Question answered: Those directives are not used by Google proper but rather our own slice-o-Google*, a mighty spiffy search appliance.
Thanks Joe! Wonder why this is only an option on the Google Appliance and isn’t turned on web-wide?
I’ve seen googleoff/on
on the aforementioned AT&T site and on several CBC news items (which also use the argument all
). It’s also visible on a number of disparate sites because they have improperly-formatted comments; however, I believe this indicates that there are many more sites that use it properly.
I wrote about the benefits of a content-level robot exclusion scheme in August. googleoff/on
is quite similar in concept, although it’s outside of the markup and thus requires a separate parser for XML-based content. (On the tag-soup web, though, it’s just another special case.) There’s also some comparison to be made to rel="nofollow"
; it’s interesting to note that googleoff/on: follow
could be used to accomplish exactly the same thing.
Whether it works or not is another question. I’m inclined at the moment to say it doesn’t: a search for the CBC article above including a term that is only present in the googleoff: index
or googleoff: all
blocks still finds the page, while a control request that includes a word not in the page at all returns no hits.
Still, it’s worth an experiment, so In the hopes that this will someday make its way to the web at large, I’ve added the directives to the comment forms, navigation links, and other non-content sections of my weblog pages. Currently a search for occurrences of petroglyphs wordpress on this domain returns only 3 results, and it’s my hope that that number won’t increase as Google respiders all the pages that now announce the presence of WordPress.
If by some chance the content exclusion works is ever turned on, it might be interesting to try several other tests.

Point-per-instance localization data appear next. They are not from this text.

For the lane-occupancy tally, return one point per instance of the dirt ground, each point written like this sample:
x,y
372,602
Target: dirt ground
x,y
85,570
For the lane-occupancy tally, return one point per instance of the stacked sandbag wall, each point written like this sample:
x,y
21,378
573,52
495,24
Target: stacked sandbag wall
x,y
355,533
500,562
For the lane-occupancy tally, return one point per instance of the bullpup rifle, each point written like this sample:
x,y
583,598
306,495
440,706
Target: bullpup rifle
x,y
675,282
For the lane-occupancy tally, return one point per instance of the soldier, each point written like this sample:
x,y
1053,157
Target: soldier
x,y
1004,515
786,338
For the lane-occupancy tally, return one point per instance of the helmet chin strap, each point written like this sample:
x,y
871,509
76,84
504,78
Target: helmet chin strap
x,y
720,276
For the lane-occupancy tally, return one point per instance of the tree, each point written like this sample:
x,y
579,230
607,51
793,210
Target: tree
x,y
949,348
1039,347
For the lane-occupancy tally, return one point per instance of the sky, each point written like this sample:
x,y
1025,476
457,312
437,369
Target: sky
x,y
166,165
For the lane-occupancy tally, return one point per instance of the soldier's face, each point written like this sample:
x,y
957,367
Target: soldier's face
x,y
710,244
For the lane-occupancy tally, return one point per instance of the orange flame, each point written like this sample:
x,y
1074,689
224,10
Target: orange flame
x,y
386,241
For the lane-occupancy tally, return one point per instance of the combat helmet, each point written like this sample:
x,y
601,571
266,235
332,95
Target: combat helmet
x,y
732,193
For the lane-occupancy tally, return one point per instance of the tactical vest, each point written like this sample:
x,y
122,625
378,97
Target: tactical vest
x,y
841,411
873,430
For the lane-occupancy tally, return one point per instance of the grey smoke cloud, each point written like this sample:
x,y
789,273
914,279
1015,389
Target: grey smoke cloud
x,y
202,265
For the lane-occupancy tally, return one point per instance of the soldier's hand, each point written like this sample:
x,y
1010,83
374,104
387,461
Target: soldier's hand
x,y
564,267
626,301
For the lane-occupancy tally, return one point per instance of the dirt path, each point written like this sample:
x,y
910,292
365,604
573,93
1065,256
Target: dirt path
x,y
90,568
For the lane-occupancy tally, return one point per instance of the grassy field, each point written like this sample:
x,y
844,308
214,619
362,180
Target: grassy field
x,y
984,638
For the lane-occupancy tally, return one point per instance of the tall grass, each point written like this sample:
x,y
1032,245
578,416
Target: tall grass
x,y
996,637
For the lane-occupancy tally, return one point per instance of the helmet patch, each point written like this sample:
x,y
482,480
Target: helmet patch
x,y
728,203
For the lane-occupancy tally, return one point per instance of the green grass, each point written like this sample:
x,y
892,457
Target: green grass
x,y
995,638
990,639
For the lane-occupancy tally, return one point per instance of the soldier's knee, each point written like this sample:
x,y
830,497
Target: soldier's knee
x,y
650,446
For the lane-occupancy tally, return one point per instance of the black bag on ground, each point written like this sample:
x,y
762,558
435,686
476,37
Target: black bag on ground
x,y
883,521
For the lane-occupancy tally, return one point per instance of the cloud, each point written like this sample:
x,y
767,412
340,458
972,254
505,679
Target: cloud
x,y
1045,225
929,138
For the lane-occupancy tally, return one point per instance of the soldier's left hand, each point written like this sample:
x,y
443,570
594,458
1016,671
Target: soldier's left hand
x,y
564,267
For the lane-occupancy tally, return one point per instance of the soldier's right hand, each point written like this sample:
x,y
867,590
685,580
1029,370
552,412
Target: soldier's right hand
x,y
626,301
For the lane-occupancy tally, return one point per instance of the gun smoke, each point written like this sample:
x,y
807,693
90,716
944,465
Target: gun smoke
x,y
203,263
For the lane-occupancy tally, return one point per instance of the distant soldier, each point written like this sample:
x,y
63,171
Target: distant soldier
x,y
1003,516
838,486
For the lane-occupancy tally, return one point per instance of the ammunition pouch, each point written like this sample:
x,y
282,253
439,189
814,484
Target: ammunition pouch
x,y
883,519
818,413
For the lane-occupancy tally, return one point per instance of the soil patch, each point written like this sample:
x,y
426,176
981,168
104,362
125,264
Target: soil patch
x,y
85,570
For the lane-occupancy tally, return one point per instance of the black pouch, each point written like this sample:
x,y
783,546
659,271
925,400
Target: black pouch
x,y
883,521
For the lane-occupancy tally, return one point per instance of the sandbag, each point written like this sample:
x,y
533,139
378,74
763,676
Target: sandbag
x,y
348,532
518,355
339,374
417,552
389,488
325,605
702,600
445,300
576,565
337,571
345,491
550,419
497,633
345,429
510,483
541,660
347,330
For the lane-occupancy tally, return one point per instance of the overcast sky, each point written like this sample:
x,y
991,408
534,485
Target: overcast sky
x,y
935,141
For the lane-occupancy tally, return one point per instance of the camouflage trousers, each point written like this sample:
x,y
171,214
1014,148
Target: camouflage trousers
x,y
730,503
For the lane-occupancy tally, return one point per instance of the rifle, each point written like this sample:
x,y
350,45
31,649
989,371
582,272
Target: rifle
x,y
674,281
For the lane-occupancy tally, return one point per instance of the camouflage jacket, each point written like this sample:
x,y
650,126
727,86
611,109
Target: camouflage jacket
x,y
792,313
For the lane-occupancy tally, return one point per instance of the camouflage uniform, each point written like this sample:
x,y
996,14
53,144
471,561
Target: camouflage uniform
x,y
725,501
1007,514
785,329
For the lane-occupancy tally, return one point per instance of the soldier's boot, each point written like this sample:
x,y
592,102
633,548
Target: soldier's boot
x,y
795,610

The index
argument is a keyword from the robots meta tag, so perhaps follow
would also work. (I’m presuming that all
takes the place of index,follow
and that the mere presence of googleoff
implies the no
prefix to those arguments.) Also, because the comments are external to the markup, it should be possible to nest or otherwise intertwine them.
As a matter of fact, that’s where I first saw it used – on CBC’s site! Their GSA wrangler-in-residence, Blake Crosby, has published some very useful scripts (for folks with a Google Search Appliance, at any rate).
Why not support this web-wide? Good question. Perhaps Google’s looking for a better way to eliminate site-wide redundancies automagically, without requiring changes to the markup (or any other type of file for that matter).